The purpose of this study was to use spatiotemporal data to measure China's provincial employment quality, further determine the spatial correlation of China's provincial employment quality, and determine the size and direction of the factors affecting employment quality. (1) PTA3 method was designed to decompose the comprehensive interaction of multi-dimensions and multi-features, and could reduce the dimensionality of high-order and high-dimensional data without changing its order. It overcomed the disadvantage of processing spatiotemporal multi-dimensional data in a sequential manner while ignoring its multi-linear structure. Therefore, this study applied the PTA3 method to measure employment quality from a spatio-temporal perspective for the first time, making up for the shortcomings of existing research that ignored the comprehensive role of multi-dimensional and multi-features in the employment quality evaluation system. (2) Global spatial autocorrelation was selected to analyze the spatial correlation of employment quality. (3) The spatial econometric model could analyze the direction and magnitude of the impact of factors affecting employment quality on itself and neighboring provinces from a spatial perspective.

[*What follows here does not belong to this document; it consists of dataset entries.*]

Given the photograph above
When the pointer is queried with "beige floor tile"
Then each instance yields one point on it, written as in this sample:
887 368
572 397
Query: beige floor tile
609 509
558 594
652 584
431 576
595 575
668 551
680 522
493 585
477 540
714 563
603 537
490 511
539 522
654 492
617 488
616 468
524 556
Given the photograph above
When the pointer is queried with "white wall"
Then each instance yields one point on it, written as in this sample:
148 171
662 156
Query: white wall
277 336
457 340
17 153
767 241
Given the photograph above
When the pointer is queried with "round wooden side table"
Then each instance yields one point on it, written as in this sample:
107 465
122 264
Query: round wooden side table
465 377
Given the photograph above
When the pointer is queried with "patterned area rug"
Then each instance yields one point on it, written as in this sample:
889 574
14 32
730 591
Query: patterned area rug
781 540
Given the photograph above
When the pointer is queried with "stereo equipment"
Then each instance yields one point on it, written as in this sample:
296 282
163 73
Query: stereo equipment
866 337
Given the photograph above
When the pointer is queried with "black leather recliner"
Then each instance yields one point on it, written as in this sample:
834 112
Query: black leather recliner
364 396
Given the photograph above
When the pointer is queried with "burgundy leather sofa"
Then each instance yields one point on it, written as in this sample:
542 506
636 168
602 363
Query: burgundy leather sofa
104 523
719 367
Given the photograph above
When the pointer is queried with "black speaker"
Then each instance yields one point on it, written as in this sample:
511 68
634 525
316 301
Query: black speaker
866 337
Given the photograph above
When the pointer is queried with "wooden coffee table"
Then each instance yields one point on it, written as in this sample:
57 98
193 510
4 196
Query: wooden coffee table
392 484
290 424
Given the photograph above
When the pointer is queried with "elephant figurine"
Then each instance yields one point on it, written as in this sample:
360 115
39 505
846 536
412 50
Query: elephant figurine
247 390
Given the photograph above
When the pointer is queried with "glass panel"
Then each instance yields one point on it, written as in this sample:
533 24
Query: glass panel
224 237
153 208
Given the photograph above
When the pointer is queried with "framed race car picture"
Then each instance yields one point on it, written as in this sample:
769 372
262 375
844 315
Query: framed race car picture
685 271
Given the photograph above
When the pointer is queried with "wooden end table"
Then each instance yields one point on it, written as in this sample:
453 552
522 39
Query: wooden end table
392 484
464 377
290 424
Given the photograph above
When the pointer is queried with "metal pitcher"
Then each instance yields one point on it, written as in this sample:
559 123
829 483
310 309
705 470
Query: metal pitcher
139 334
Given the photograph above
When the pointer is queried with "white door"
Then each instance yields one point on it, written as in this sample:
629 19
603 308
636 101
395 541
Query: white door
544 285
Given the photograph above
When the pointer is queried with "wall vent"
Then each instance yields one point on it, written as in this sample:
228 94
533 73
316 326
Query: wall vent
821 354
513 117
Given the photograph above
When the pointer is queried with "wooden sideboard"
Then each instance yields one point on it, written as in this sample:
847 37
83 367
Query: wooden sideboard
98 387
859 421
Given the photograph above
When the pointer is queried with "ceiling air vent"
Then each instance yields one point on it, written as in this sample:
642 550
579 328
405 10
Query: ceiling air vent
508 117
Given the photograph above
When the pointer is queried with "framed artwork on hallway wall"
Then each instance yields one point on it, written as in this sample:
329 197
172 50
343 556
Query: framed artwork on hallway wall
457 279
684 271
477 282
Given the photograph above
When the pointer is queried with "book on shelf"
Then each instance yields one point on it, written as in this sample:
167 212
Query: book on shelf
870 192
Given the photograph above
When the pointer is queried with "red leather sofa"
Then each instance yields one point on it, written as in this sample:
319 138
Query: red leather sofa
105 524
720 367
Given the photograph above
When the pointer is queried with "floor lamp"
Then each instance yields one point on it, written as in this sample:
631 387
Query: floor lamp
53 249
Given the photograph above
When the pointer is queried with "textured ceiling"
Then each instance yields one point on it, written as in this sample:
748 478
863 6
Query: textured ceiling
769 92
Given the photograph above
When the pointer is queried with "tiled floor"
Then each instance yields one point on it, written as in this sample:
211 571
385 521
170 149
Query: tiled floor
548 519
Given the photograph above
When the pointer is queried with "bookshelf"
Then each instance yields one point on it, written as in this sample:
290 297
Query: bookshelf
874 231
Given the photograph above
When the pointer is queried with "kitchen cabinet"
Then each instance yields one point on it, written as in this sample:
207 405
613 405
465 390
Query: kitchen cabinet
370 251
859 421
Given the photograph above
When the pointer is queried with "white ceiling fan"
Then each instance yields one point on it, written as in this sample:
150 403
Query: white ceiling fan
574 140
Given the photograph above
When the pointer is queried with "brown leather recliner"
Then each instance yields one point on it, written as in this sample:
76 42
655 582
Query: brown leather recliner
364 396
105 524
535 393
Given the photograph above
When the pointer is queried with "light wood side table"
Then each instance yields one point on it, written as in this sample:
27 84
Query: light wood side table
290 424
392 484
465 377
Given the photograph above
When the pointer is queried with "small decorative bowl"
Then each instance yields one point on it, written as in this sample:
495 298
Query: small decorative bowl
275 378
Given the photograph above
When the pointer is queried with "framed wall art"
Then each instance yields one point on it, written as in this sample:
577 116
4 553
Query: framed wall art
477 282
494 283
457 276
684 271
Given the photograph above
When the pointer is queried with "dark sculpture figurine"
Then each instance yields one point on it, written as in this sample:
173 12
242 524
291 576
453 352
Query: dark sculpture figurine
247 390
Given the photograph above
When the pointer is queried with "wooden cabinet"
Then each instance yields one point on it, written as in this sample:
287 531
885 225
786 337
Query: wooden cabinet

3.1. PTAk Model of k-order Tensor (K>2)
PTAk represents a technique for decomposing complex, high-dimensional array data, known as N (N>2)-order tensors. This approach extends the well-known principal component analysis to higher dimensions. PTAk's core objective is to approximate intricate high-order tensors using simpler, low-order ones, facilitating feature extraction from intricate high-dimensional datasets. Essentially, it functions as a generalized singular value decomposition model. The method relies on the alternating least squares technique to compute the principal tensor efficiently. This process enables the extraction of orthogonal sub-tensors from the original data, providing an effective approximation of the high-dimensional space. The significance of the principal tensor is evaluated based on the magnitude of its singular value, ensuring reliability in its selection.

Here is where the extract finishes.